[Intel-gfx] [PATCH 1/3] drm/i915/guc: Limit scheduling properties to avoid overflow
Tvrtko Ursulin
tvrtko.ursulin at linux.intel.com
Tue Feb 22 10:39:43 UTC 2022
On 22/02/2022 09:52, Tvrtko Ursulin wrote:
>
> On 18/02/2022 21:33, John.C.Harrison at Intel.com wrote:
>> From: John Harrison <John.C.Harrison at Intel.com>
>>
>> GuC converts the pre-emption timeout and timeslice quantum values into
>> clock ticks internally.

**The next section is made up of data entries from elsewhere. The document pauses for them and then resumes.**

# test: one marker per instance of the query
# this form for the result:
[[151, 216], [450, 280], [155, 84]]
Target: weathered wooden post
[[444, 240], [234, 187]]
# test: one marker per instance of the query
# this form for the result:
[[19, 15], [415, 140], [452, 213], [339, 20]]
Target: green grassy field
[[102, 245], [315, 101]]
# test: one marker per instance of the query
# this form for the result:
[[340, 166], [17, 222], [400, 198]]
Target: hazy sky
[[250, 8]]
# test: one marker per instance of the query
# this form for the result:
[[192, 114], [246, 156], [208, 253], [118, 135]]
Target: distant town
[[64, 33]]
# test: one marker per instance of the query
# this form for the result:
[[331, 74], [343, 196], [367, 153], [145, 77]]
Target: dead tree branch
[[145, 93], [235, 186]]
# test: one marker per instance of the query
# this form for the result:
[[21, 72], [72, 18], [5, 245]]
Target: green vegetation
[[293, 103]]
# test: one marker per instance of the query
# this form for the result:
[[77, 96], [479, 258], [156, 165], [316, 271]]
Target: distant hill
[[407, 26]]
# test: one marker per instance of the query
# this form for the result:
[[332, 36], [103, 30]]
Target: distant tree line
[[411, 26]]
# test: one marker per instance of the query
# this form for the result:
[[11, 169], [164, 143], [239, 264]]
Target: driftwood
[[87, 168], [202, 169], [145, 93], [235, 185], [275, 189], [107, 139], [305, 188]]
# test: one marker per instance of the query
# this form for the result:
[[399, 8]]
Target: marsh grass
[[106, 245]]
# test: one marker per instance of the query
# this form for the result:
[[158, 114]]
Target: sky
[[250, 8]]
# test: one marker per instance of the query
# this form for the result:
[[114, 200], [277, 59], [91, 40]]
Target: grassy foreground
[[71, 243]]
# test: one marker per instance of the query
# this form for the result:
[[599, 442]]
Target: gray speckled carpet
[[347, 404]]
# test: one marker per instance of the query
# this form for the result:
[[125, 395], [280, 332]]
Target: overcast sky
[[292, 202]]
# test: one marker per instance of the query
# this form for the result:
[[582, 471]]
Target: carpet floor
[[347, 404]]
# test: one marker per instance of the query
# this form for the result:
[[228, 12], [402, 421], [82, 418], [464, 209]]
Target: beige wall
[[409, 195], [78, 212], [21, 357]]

That significantly reduces the point of 32bit
>> overflow. On current platforms, worst case scenario is approximately
>
> Where does 32-bit come from, the GuC side? We already use 64-bits so
> that something to fix to start with. Yep...
>
> ./gt/uc/intel_guc_fwif.h: u32 execution_quantum;
>
> ./gt/uc/intel_guc_submission.c: desc->execution_quantum =
> engine->props.timeslice_duration_ms * 1000;
>
> ./gt/intel_engine_types.h: unsigned long
> timeslice_duration_ms;
>
> timeslice_store/preempt_timeout_store:
> err = kstrtoull(buf, 0, &duration);
>
> So both kconfig and sysfs can already overflow GuC, not only because of
> tick conversion internally but because at backend level nothing was done
> for assigning 64-bit into 32-bit. Or I failed to find where it is handled.
>
>> 110 seconds. Rather than allowing the user to set higher values and
>> then get confused by early timeouts, add limits when setting these
>> values.
>
> Btw who is reviewing GuC patches these days - things have somehow gotten
> pretty quiet in activity and I don't think that's due absence of stuff
> to improve or fix? Asking since I think I noticed a few already which
> you posted and then crickets on the mailing list.
>
>> Signed-off-by: John Harrison <John.C.Harrison at Intel.com>
>> ---
>> drivers/gpu/drm/i915/gt/intel_engine_cs.c | 15 +++++++++++++++
>> drivers/gpu/drm/i915/gt/sysfs_engines.c | 14 ++++++++++++++
>> drivers/gpu/drm/i915/gt/uc/intel_guc_fwif.h | 9 +++++++++
>> 3 files changed, 38 insertions(+)
>>
>> diff --git a/drivers/gpu/drm/i915/gt/intel_engine_cs.c
>> b/drivers/gpu/drm/i915/gt/intel_engine_cs.c
>> index e53008b4dd05..2a1e9f36e6f5 100644
>> --- a/drivers/gpu/drm/i915/gt/intel_engine_cs.c
>> +++ b/drivers/gpu/drm/i915/gt/intel_engine_cs.c
>> @@ -389,6 +389,21 @@ static int intel_engine_setup(struct intel_gt
>> *gt, enum intel_engine_id id,
>> if (GRAPHICS_VER(i915) == 12 && engine->class == RENDER_CLASS)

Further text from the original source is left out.